BRUITAGE (1000 caractères)
Sortie le 4 novembre 2014
IBRAHIM MAALOUF & OXMO PUCCINO
"Au pays d’Alice…"
IDOL / Digital
Ces deux-là se connaissent bien, s’apprécient, se complètent, travaillent ensemble… L’on se souvient dans "Diagnostic" d’Ibrahim Maalouf, de ce joyau qu’est "Douce", alliant grâce et sensibilité, la trompette orientale accompagnant la voix singulière d’Oxmo Puccino sur un texte tout en nuances. "Au pays d’Alice…" constitue un projet de grande ampleur, très ambitieux, à la hauteur, et même plus, du roman de Lewis Carroll dont il s’inspire, allant jusqu’à en respecter les douze chapitres. Après une introduction d’une beauté à couper le souffle, avec chorale d’enfants et orchestre classique, voici les aventures d’Alice, revues et magnifiées par des textes foisonnant de détails et d’idées. Tout l’univers fantasmagorique est là, le Lapin Blanc, la chute d’Alice, les situations absurdes qui en découlent, les personnages abracadabrants, les non-sens et les jeux de mots, jusqu’au procès final. Deux interludes ajoutent encore à la densité dramatique et féerique de cette création exceptionnelle.

BRUITAGE (1000 caractères)
Sortie le 10 novembre 2014
MANU GALURE
"Que de la pluie"
Bacchanales Productions
"Maman", qui ouvre l’album du Toulousain, est l’autoportrait, non pas d’une mère, mais de celui de l’un de ses rejetons, petit monstre aux pouvoirs destructeurs qui à chaque nouvelle bêtise se fait cruellement punir par ses parents… "Et quand je ne suis pas sage, maman, fait bouillir de l’eau et met mes pieds dedans." Il y a un peu de l’univers fantastique de Thomas Fersen, la fantaisie bohème de Jacques Higelin, le music-hall onirique de Charles Trenet. "Boum", avec la voix samplée du chanteur disparu, est un hommage explicite, très réussi. Le conte des "Trois petits cochons" est joliment remis au goût du jour, la poésie est fine et tendre dans "Flamant rose", le rythme se fait bossa sur "Je serais perdu", avec son chouette refrain : "Je serais perdu si tu ne me trouvais pas… comme il faut." "Je vais me refaire" est dans la même veine, mais en plus trash… Bacchanales Productions édite aussi les albums de Gilles Roucaute et Nicolas Bacchus, les livres de Marie Surgers ou Claude Astier.

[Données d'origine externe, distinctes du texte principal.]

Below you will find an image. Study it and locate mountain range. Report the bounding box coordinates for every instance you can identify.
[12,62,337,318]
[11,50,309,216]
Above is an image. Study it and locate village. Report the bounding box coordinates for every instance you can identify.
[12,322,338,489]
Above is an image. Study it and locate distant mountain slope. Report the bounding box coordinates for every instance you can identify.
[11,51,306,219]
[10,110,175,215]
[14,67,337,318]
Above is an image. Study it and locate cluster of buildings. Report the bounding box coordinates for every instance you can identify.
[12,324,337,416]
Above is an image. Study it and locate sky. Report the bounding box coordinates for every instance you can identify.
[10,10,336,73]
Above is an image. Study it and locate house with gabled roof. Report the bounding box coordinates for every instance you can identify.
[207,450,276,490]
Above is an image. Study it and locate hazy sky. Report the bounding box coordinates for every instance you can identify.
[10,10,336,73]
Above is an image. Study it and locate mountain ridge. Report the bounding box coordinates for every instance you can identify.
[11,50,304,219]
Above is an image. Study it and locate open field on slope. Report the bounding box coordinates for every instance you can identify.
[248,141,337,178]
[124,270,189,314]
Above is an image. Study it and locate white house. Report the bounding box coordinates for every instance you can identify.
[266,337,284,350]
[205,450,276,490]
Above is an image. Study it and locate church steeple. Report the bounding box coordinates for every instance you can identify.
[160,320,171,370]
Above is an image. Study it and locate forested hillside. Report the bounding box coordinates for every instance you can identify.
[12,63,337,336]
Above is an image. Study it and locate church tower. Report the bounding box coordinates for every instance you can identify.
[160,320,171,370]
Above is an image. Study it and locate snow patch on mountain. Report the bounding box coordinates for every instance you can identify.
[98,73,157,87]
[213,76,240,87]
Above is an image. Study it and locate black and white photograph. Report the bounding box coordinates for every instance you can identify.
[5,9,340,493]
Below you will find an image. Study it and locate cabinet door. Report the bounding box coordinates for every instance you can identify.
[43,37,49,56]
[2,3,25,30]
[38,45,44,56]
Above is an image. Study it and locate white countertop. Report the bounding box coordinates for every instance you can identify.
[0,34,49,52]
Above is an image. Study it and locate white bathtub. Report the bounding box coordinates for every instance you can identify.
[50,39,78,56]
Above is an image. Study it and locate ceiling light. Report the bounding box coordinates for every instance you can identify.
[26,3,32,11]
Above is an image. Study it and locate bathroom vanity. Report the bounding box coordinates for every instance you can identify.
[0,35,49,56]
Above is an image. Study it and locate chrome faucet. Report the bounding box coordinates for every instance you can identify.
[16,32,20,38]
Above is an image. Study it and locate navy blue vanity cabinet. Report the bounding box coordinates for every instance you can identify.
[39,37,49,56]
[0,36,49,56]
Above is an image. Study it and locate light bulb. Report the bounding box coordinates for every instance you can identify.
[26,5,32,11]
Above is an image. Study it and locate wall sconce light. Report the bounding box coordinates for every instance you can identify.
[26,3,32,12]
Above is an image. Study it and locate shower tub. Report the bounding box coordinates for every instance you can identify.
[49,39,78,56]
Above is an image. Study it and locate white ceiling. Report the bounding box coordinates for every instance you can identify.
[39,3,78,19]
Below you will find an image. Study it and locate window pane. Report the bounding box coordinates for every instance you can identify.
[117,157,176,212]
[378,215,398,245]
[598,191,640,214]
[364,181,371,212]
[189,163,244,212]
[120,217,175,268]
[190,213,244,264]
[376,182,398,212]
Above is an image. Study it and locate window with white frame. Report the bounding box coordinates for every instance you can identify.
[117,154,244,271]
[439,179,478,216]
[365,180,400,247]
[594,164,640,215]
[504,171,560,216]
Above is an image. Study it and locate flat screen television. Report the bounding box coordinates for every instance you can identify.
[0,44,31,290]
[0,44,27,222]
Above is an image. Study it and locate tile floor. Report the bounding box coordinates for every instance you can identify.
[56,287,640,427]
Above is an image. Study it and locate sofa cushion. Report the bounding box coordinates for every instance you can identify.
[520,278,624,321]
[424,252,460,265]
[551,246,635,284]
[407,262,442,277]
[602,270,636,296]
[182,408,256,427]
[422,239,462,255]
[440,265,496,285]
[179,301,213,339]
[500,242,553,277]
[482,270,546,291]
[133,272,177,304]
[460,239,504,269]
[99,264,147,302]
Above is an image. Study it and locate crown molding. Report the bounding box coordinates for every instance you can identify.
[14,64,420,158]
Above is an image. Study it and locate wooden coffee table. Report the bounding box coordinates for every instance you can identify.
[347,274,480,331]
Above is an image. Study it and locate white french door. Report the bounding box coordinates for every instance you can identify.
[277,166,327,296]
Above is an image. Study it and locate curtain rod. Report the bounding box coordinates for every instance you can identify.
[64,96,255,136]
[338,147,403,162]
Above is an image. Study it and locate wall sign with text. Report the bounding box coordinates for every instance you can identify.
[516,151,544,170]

BRUITAGE (1000 caractères)
Sortie le 26 janvier 2015
ROBI
"La cavale"
AT(h)OME
Son premier album, "L’hiver et la joie", lui a permis d’obtenir le Prix du jury Georges Moustaki, début 2014. Sa prestation charismatique avait alors beaucoup impressionné. Le projet du deuxième album s’est concrétisé, il était attendu, il est à la hauteur des espérances. Si les compositions réservent une place de choix à la basse percutante et aux froides sonorités électroniques, ce qui forge l’identité de ROBI, il y aussi des titres plus intimistes, comme "Être là" (avec tout de même une intro aux basses bien appuyées) ou ce "Chaos" au trip hop saisissant. Le chant de Chloé est envoûtant, mélodique, théâtral, sublimant des textes aiguisés, au tranchant net. Il y a la lenteur grave de "L’éternité", les tressautements répétitifs de "Devenir fou", la danse 80’s de "Nuit de fête", la pop énergique d’"À cet endroit", la sensualité  lancinante de "Je m’appelle "… L’album tient en haleine jusqu’à une "Cavale" hypnotique, cette montée en puissance, cette ambiance western, justement suggérée.